Click! Take a snapshot of early ’90s Vienna. In a rock club, there is a familiar sight to the natives in the know. On stage is a lean, guitar-wielding ectomorph, singing and craning over his instrument for blissful sparks of dissonance, even as the rest of his band wails along to the joyful noise. Back to the future, 2004: the digital music scene is in full stream. That same Austrian musician, Christian Fennesz, once attempted his first trials with electric guitar in Maische, a band quite fond of the ideal being used at the time of heavy effects and splintering the sounds of the guitar itself. He quickly became disillusioned with being in a rock band, and moved on to using his computer as scalpel; plucking bits of chords produced from his Fender, and expanding them into long form instrumentals of staggering depth. This became his first EP, appropriately titled Instrument. Fennesz formed a new template then, and many people have followed his directive since. Since so many have discovered the ease of becoming a self-proclaimed computer musician, as if getting the right software can allow one the same talents, his work stands out from many of his contemporaries. He has carefully chosen to restrain the frequency of records he releases, with three years between his newest, Venice, and his last proper full length, Endless Summer. Thankfully, it is well worth the wait.

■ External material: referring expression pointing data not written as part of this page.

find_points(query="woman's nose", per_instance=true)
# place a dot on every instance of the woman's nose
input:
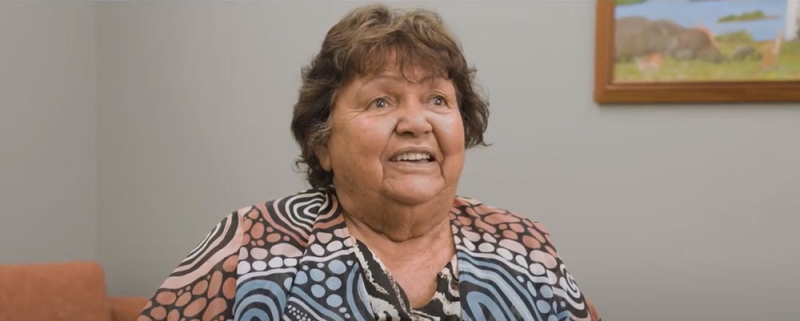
(413, 120)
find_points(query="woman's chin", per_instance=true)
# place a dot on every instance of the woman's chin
(414, 191)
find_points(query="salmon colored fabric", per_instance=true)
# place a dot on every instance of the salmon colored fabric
(66, 291)
(127, 308)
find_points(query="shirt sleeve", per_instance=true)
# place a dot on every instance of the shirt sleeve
(567, 293)
(203, 285)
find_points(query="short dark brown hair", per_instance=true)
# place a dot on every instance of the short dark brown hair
(366, 41)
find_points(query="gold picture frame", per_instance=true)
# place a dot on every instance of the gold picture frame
(609, 60)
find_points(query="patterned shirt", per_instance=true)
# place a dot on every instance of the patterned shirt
(293, 259)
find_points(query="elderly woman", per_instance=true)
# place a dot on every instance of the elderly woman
(385, 113)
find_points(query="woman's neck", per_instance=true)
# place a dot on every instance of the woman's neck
(401, 234)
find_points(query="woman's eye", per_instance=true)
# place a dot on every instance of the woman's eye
(379, 103)
(439, 101)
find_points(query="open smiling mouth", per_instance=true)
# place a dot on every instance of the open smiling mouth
(413, 158)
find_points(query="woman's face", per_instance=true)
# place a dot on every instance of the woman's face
(402, 140)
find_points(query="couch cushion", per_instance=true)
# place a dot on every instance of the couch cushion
(64, 291)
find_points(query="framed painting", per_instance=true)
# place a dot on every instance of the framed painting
(697, 51)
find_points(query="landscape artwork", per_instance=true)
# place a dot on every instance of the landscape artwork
(706, 41)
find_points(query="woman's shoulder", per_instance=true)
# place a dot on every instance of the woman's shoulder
(288, 218)
(204, 282)
(501, 223)
(487, 231)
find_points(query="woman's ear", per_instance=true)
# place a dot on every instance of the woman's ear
(324, 157)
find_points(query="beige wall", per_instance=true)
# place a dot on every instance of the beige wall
(48, 120)
(661, 212)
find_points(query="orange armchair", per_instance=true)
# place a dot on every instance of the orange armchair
(62, 291)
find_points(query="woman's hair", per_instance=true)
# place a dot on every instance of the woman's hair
(364, 42)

Venice touches on many of the areas often associated with computer-based composition. In various spots, one might find the soothing nature inherent in most ambient-styled music, the now-famous glitch sound of tweaked sound files and broken CDs, and the abstract nature of something disassembled, as if a base sound is being refracted into a thousand pieces of colorful tone. Where Fennesz rises above is in his use of melody and that absorbing warmth he applies to his pieces. He is part of a select few of the current digital dilettantes who successfully fix their crosshairs so intently on mood and emotion. The result is computer music not reserved to the cold harshness so often associated with it, but that breathes, ebbs, and flows. Fennesz has a well-documented fixation on one of his early heroes, My Bloody Valentine’s Kevin Shields. Some of the most engrossing work here plays like that band’s between-song moments. His use of digital signal processing (DSP) and synthesizer drones creates such density, such sheer tonal mass, on tracks like the shifting liquidity of “Rivers of Sand” and the absorbing “The Stone of Impermanence”, that they work both as minimal background music and deep listening headphone excursions. The digital beehive buzzing here isn’t abrasive as in some his earlier work, and doesn’t nod to another of his influences, noise artist Merzbow, but instead creates a fecund atmosphere for dream-state and entering inner space.

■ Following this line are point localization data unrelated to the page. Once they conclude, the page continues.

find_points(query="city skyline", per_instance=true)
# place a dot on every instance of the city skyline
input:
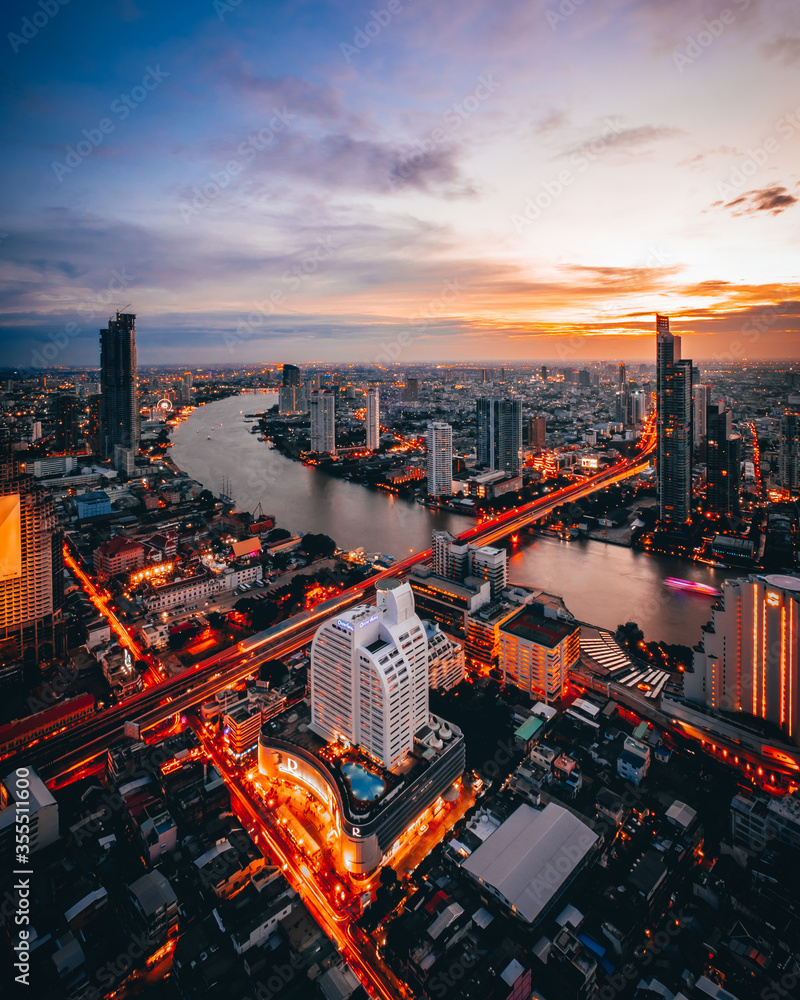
(414, 187)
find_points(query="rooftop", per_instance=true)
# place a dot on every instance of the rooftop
(530, 858)
(528, 624)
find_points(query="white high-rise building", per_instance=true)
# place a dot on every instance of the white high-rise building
(489, 563)
(373, 419)
(322, 404)
(699, 418)
(457, 560)
(369, 676)
(440, 459)
(749, 657)
(789, 452)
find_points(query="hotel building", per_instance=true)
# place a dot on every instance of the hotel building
(748, 659)
(537, 650)
(440, 459)
(373, 419)
(366, 747)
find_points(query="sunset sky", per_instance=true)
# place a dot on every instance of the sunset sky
(405, 180)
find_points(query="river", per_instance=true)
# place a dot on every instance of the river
(602, 584)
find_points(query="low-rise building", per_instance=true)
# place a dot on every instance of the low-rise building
(26, 795)
(153, 908)
(445, 659)
(633, 762)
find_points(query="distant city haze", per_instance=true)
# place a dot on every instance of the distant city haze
(602, 584)
(451, 180)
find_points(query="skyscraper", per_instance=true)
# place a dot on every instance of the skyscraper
(674, 427)
(789, 452)
(322, 403)
(373, 419)
(67, 433)
(749, 657)
(440, 459)
(699, 408)
(119, 412)
(499, 439)
(723, 460)
(411, 389)
(369, 676)
(31, 562)
(537, 433)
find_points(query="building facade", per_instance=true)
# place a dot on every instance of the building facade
(369, 676)
(674, 427)
(789, 452)
(31, 564)
(322, 404)
(440, 459)
(537, 650)
(748, 659)
(119, 412)
(723, 462)
(373, 419)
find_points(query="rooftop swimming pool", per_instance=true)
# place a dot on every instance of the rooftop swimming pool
(365, 784)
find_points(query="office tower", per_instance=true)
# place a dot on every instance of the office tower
(748, 659)
(67, 412)
(789, 452)
(119, 412)
(373, 419)
(292, 399)
(456, 560)
(440, 459)
(369, 676)
(185, 389)
(537, 433)
(723, 460)
(537, 651)
(322, 403)
(499, 441)
(31, 564)
(699, 413)
(489, 563)
(450, 557)
(622, 407)
(410, 392)
(638, 404)
(94, 432)
(674, 426)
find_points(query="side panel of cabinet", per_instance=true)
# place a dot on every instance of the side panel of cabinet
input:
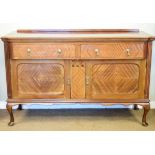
(120, 79)
(40, 79)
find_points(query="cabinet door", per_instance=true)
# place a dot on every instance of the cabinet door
(120, 79)
(40, 79)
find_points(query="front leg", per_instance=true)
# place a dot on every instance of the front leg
(146, 110)
(20, 107)
(9, 109)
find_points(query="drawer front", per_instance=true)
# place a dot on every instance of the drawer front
(42, 51)
(124, 50)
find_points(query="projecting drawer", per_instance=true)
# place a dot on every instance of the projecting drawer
(42, 51)
(115, 50)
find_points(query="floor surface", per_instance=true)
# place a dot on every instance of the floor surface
(77, 120)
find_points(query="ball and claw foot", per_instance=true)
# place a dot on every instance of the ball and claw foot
(145, 124)
(11, 124)
(146, 110)
(9, 109)
(20, 107)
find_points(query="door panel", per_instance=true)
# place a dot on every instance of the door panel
(40, 79)
(116, 79)
(78, 80)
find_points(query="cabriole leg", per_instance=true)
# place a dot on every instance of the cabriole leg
(9, 109)
(20, 107)
(135, 107)
(146, 110)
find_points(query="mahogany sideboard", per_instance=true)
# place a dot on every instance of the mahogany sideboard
(104, 66)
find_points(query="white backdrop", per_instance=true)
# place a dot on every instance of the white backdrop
(8, 27)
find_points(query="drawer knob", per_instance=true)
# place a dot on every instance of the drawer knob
(29, 52)
(128, 51)
(59, 51)
(97, 51)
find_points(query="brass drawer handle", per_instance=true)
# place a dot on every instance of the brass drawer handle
(59, 51)
(28, 52)
(97, 51)
(128, 51)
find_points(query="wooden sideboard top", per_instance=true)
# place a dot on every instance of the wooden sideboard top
(77, 34)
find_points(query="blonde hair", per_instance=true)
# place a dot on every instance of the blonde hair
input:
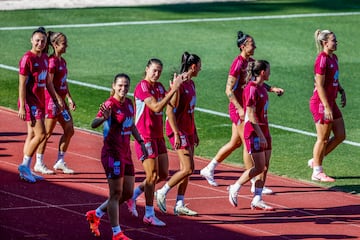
(320, 37)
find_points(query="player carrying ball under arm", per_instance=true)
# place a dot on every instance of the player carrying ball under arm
(151, 98)
(182, 134)
(117, 115)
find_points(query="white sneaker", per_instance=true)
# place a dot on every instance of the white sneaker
(37, 177)
(62, 166)
(266, 190)
(311, 163)
(161, 201)
(25, 174)
(209, 176)
(261, 205)
(232, 196)
(183, 210)
(131, 204)
(41, 168)
(154, 221)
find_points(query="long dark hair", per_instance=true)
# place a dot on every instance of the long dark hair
(187, 60)
(254, 69)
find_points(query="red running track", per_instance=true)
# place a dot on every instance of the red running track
(54, 208)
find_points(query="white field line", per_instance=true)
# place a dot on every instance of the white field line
(89, 85)
(111, 24)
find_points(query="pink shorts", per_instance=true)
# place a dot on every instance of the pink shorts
(51, 110)
(186, 141)
(252, 141)
(234, 115)
(115, 168)
(317, 110)
(154, 147)
(34, 112)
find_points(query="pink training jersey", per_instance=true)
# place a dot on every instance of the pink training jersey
(35, 68)
(149, 123)
(57, 66)
(238, 70)
(328, 66)
(118, 128)
(184, 113)
(255, 96)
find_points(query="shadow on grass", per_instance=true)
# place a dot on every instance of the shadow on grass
(259, 6)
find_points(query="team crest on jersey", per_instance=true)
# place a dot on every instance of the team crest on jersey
(131, 109)
(161, 90)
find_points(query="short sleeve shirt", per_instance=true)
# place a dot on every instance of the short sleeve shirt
(149, 124)
(328, 66)
(184, 113)
(118, 128)
(35, 68)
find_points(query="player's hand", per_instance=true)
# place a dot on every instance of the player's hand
(106, 110)
(328, 114)
(22, 114)
(277, 91)
(343, 98)
(177, 141)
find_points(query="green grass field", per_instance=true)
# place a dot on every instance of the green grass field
(96, 53)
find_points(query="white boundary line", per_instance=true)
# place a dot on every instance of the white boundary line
(111, 24)
(190, 21)
(89, 85)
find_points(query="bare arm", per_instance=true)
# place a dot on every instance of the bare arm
(71, 101)
(172, 119)
(22, 96)
(156, 106)
(343, 96)
(106, 111)
(230, 94)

Fennesz still loves the guitar, however. Two of the most moving pieces that really qualify as songs, “Laguna”, and “Circassian”, feature guest guitarist Burkhard Stangl. In “Laguna”, Stangl throws out some bluesy riffs that nod towards Loren Mazzacane Connors, while Fennesz hovers just below the surface with that sometimes-ominous hum heard in those American films from the ’50s when a flying saucer is nearly touching the Earth, but not quite. The monster track, “Circassian” (a Circassian is a Sunni Muslim of non-Arab descent), takes things to a whole new level, with a guitar thread that rips like a Eno-Fripp collaboration: part synthetic environment, part axe-wielding on a Hendrix-ian stature. On “Transit”, Fennesz invited friend David Sylvian, he of the art-rock band Japan, for a vocal contribution. The song is a dual work, with Sylvian’s voice interacting as another instrument would in an improvisation. “Transit” is foreboding, hinting at the end days, and coupled with Fennesz’s insertion of some minor digital explosions, it ultimately spells out a dark tale.
While his roster of collaborators over the years reads like a laundry list of envelope-pushers in experimental and electronic circles, Fennesz is at his best when at the helm. Venice gives a peek at his enduring penchant for pop, shows him breaking out into other areas of digital territory, and allowing his listeners to see the guitar anew, with its most glimmering elements shining like sunlight through cracks in a wall, sharp as diamonds.